Когда начало темнеть, Агамемнон встал и вошел во дворец. Зажгли светильники, и он почувствовал запах жарящегося мяса, который доносился из кухни. Охранник принес ему кубок с разбавленным водой вином, и царь Микен сделал несколько глотков.
Вскоре после заката прибыл царь Пелей. Он был в ярости, его лицо покраснело.
— Во имя богов, они предоставили мне хибару, — пожаловался он. — Рядом с красильнями. От запаха сводит желудок.
— Где Ахилл?
— Он и двое его товарищей отправились пробежаться по холмам.
— Они взяли с собой охрану? Пелей засмеялся.
— Ты думаешь, кто-нибудь окажется настолько глуп, чтобы напасть на Ахилла?

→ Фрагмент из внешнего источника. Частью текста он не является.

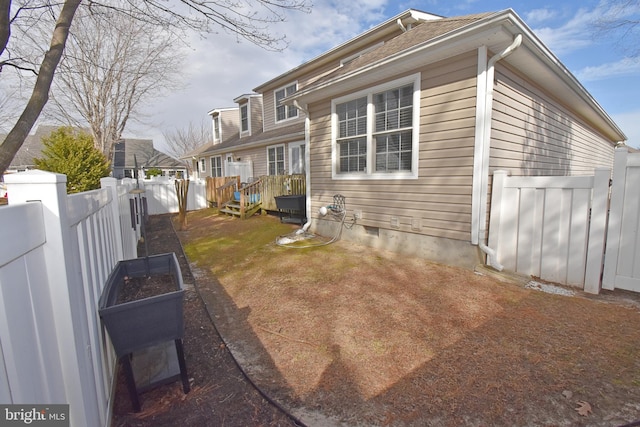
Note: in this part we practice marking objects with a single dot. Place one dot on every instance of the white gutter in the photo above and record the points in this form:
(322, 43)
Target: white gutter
(482, 147)
(307, 166)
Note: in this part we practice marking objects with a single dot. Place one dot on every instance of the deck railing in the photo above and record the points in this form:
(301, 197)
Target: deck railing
(281, 185)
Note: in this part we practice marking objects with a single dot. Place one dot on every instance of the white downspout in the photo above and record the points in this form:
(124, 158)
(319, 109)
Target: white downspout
(484, 151)
(307, 161)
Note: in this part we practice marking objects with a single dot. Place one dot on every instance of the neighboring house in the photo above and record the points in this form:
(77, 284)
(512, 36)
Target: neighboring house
(31, 149)
(409, 120)
(129, 154)
(122, 164)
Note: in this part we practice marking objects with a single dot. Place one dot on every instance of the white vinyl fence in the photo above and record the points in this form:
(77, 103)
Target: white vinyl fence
(555, 228)
(56, 253)
(161, 195)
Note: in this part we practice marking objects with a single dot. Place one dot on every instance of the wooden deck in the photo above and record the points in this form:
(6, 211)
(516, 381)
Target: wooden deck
(233, 198)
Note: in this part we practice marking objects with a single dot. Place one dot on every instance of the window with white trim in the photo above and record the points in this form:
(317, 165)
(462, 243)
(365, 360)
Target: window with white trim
(275, 160)
(376, 131)
(244, 118)
(216, 166)
(217, 130)
(285, 112)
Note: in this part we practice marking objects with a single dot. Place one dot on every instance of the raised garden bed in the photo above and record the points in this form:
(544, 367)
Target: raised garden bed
(141, 306)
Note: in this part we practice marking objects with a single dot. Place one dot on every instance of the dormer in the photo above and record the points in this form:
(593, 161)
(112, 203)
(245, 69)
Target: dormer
(249, 114)
(225, 123)
(277, 115)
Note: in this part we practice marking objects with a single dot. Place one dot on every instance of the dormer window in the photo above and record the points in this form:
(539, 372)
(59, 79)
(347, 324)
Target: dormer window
(217, 130)
(285, 112)
(244, 118)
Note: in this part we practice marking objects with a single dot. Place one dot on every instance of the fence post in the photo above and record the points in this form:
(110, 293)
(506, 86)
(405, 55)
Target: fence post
(615, 218)
(112, 185)
(499, 178)
(597, 230)
(66, 289)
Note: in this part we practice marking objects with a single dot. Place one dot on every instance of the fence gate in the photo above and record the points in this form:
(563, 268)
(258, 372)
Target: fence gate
(551, 227)
(622, 256)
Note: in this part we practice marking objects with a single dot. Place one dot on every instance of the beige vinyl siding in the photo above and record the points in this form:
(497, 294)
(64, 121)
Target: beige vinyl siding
(439, 201)
(229, 124)
(255, 104)
(534, 134)
(270, 113)
(258, 157)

Он разорвет его на кусочки.
— Или его пронзит стрела, — заметил Агамемнон.
— Ты считаешь, что Приам нарушит перемирие?
— Не все такие благородные люди, как ты и я, — пожал плечами царь Микен.

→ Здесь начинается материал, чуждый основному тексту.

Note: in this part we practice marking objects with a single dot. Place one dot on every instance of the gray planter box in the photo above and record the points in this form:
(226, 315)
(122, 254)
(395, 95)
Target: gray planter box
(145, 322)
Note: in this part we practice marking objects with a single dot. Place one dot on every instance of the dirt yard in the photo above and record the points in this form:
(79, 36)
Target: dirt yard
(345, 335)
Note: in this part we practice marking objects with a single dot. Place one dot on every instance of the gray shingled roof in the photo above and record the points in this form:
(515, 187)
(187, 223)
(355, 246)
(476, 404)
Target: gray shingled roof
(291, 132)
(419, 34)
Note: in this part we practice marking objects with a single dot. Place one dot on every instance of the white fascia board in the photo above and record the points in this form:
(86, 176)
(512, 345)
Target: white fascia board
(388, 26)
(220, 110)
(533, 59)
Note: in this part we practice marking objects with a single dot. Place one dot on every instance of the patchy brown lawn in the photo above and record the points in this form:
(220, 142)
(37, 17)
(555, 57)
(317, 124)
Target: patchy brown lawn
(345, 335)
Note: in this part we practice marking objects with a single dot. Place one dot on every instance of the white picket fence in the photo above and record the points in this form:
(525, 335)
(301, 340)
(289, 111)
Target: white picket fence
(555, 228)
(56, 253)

Постепенно силы возвращались к Геликаону. По возвращении в свой дворец в Нижнем городе он был уже в состоянии сам подняться по лестнице, хотя несколько раз останавливался, чтобы перевести дыхание. Его когда-то подтянутое и сильное тело теперь напоминало скелет, обтянутый кожей, с ослабевшими мускулами. Но отсутствие инфекции позволило вернуться его аппетиту, а Гершом лично следил за приготовлением пищи для своего друга. Ему не разрешали есть сладости и пить вино, только фрукты в огромном количестве и свежее мясо.

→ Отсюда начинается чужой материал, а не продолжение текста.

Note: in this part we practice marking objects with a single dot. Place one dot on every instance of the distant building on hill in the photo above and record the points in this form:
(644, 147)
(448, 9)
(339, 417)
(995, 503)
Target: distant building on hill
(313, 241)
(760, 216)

— Мой дед был великим воином в свое время, — рассказал он Геликаону, — и был ранен более двадцати раз. Он утверждал, что раненому человеку нужна простая пища: вода, чтобы промыть организм, и фрукты и мясо для восстановления сил. И, как и хорошей лошади, телу нужно работать.
На девятый день кожа Геликаона утратила свою бледность, темные круги под его глазами исчезли. Гершом одолжил две лошади в конюшне Приама, и они вдвоем поскакали на неоседланных скакунах по холмам. Верховая езда утомила Геликаона, и Гершом взял его лошадь под уздцы и отвел к ферме, которая располагалась на другом пастбище, где бил источник. Привязав лошадей, друзья сели в тени дома. Геликаон держался рукой за рану. Там больше не было повязки, и, когда он поднимал руку, был виден свежий шрам красного цвета.
— Болит? — спросил Гершом.
— Почти прошло. Но рана зудит. — Он посмотрел на Гершома. — Как ты мог позволить незнакомцу засовывать в меня червей? — спросил он, устало улыбаясь.
— Мне было скучно, — ответил ему египтянин. — Я думал, что это будет весело.
Геликаон прислонился к стене и закрыл глаза.
— Мне больше не снятся сны после той ночи, — сказал он. — И я по ним скучаю. Я словно мог переплыть через весь мир за одно мгновение. Я думал, что комната заколдована. День переходил в ночь, а ночь в день всего за одну секунду.
— Из того, что я слышал, когда ты был в бреду, я понял, что все твои сны были полны крови, смерти и боли.
— По большей части да. Но мне также приснились Аргуриос и Лаодика. Это был словно бальзам на душу. И я… — он замолчал.